Lab 2: Managing Data
Project due Monday night Feb 24, 2014
The purpose of this week's lab is to develop a Data class that can read in a properly formatted csv data file.
In order to make reading the data straightforward, we're going to use a general format for the data that simplifies the task. In general, the data should have the following properties.
- The data should be in CSV format with commas separating different entries.
- The first row of the CSV data file should be the variable names. There must be a name for each column.
- The second row of the data should be the variable types: numeric, string, enum, and date. Numeric types can be either integers or floating point values; strings are arbitrary strings; enum implies there are a finite number of values but they can be strings or numbers;a date should be interpreted as a calendar date.
- Missing numeric data should be specified by the number -9999 in integer format. A decimal would imply an actual value.
- Any row that begins with a hash symbol should be ignored by the reader.
- You are free to use the CSV module, which is standard in Python 2.7. The 2.7 documentation is here.
The Data class should have methods that tell it to read in a csv data file as described above and to access data (e.g. retrieve all the data for a particular column). The data will be stored in two forms.
- Raw form: In the raw form, each line is a list of strings (i.e. the result of reading in the line and calling split(',')). We keep the raw data in this format so that we have an accurate view of the file and so that that we can retrieve values of non-numericl columns.
- Matrix form: Most of the analysis and display will use only the numeric columns of the data. We store those in a numpy matrix.
In lab, we will write the methods associated with the raw data. They will all have the word raw in them. In the project, we will write the methods associated with the numeric data.
- Create a python file data.py and write the code for the Data class. The constructor for the Data class should have the option of taking in a filename and then reading the data from the file. The data file should be in the format described above. You may also want your constructor to be able to take in a list of lists that represents a data set, but this is optional.

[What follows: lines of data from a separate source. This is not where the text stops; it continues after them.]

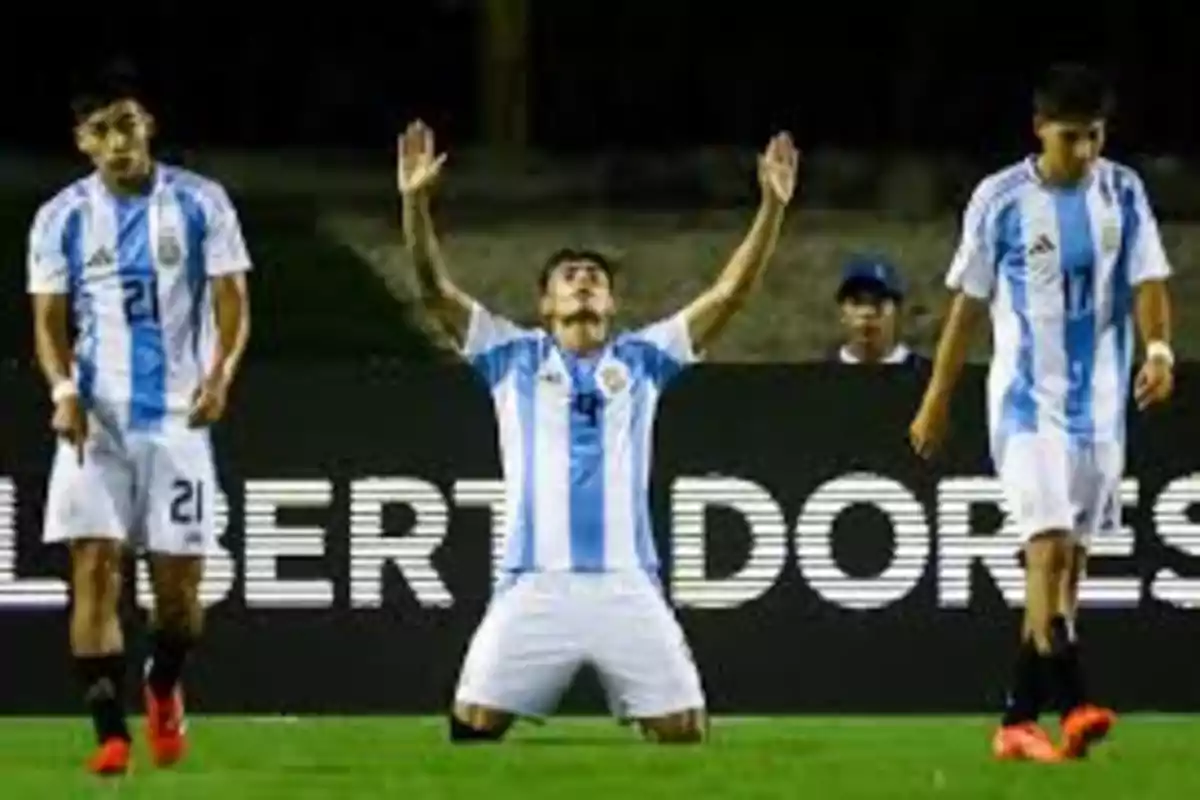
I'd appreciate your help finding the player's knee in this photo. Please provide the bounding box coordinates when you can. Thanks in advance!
[641,710,706,744]
[448,706,511,743]
[1025,531,1071,574]
[69,540,124,653]
[70,541,123,611]
[149,556,204,636]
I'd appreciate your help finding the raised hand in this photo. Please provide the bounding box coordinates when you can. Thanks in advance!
[758,132,800,206]
[398,119,448,197]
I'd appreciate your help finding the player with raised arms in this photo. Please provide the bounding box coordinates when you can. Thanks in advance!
[26,60,252,775]
[910,63,1174,762]
[397,119,797,743]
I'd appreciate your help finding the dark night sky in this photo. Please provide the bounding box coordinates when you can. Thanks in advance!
[0,1,1192,156]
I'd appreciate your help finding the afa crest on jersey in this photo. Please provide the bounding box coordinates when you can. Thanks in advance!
[598,362,629,396]
[157,231,182,268]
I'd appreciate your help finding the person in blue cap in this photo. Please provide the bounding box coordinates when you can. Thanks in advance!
[832,255,923,366]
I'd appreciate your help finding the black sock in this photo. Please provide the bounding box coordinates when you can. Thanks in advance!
[1000,638,1043,726]
[76,655,130,744]
[147,629,194,700]
[1047,615,1087,717]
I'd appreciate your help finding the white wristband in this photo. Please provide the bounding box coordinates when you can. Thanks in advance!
[1146,340,1174,367]
[50,379,77,403]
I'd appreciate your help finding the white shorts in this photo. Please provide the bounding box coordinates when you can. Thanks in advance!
[454,571,706,720]
[997,433,1124,547]
[42,418,219,557]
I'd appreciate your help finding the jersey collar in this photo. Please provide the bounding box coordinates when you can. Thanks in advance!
[839,343,911,364]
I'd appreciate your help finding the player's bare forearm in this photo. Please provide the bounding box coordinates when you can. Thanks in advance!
[1135,279,1171,349]
[923,293,985,403]
[402,192,471,343]
[682,197,786,348]
[211,274,250,386]
[31,293,73,389]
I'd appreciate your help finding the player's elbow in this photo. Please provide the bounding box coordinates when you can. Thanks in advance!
[212,275,250,317]
[416,278,463,317]
[700,282,749,322]
[32,295,68,342]
[416,287,453,324]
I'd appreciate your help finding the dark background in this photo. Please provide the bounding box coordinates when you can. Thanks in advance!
[2,6,1200,715]
[2,2,1196,365]
[0,2,1191,156]
[2,364,1199,714]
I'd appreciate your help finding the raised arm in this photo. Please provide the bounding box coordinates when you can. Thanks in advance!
[398,120,474,347]
[678,133,799,351]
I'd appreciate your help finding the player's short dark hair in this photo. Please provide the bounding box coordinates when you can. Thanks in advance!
[1034,63,1115,122]
[537,248,618,293]
[70,58,147,122]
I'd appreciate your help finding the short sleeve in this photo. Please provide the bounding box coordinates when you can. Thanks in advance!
[26,200,73,295]
[462,302,531,358]
[623,312,698,388]
[1122,171,1172,285]
[944,180,996,300]
[462,301,536,387]
[203,183,252,277]
[629,312,697,367]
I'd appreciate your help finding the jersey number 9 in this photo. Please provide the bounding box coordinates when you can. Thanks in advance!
[121,277,161,326]
[572,391,602,426]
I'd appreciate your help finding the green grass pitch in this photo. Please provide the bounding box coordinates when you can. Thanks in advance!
[2,715,1198,798]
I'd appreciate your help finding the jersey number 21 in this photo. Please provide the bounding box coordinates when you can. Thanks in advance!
[121,277,161,326]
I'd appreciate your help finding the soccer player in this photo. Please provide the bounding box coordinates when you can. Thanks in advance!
[909,64,1174,762]
[26,61,252,775]
[397,119,797,743]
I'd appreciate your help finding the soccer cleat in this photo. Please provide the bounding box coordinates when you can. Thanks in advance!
[87,737,131,776]
[991,722,1064,763]
[144,682,189,767]
[1060,704,1116,759]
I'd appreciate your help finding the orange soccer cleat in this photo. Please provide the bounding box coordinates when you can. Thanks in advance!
[87,737,131,776]
[991,722,1064,763]
[1060,704,1116,759]
[144,682,189,767]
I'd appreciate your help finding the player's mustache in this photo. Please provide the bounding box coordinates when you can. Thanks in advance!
[563,309,602,324]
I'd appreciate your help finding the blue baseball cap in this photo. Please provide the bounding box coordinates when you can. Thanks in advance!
[837,256,904,303]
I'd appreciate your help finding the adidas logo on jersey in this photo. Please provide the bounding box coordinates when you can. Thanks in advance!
[1027,234,1056,256]
[85,248,114,268]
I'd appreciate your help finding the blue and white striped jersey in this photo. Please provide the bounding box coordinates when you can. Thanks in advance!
[26,165,252,431]
[945,157,1171,455]
[463,303,697,575]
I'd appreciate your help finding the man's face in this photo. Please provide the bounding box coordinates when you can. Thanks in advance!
[539,259,616,324]
[74,99,154,182]
[1035,117,1105,183]
[840,287,897,351]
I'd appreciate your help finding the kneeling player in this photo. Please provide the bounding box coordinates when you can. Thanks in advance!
[27,62,252,775]
[394,120,798,741]
[911,64,1174,761]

Create a method for reading the data from a file. The method should put the original data in string format into a list of lists, with one sublist for each data point. In addition, the method should store the headers and types read from the data file. (Note: You might want to write just part of the read method and then test it by writing the accessor methods that get at what you have so far.)
You will likely want to use this set of fields to manage the raw data:
- raw_headers (list of all headers)
- raw_types (list of all types)
- raw_data (list of lists of all data. Each row is a list of strings)
- header2raw (dictionary mapping header string to index of column in raw data)
Note: Once you get to the project, you will need to add fields and code to the read method in order to handle the numeric data.
- Write at least these helpful accessor methods. Note that to extract specific columns from a Data object, you will use the column's header (as apposed to an index).
- get_raw_headers: returns a list of all of the headers.
- get_raw_types: returns a list of all of the types.
- get_raw_num_columns: returns the number of columns in the raw data set
- get_raw_num_rows: returns the number of rows in the data set
- get_raw_row: returns a row of data (the type is list) (Note: since there will be the same number of rows in the raw and numerica data, Stephanie is writing just one method and isn't added the name raw to this one. You can do something different if you want.)
- get_raw_value: takes a row index (an int) and column header (a string) and returns the raw data at that location. (The return type will be a string)
- You may test your methods with lab2_test1.py if you would like to.
- Create a method that nicely prints out the data to the command line.
When you are done with the lab exercises, you may start on the rest of the project.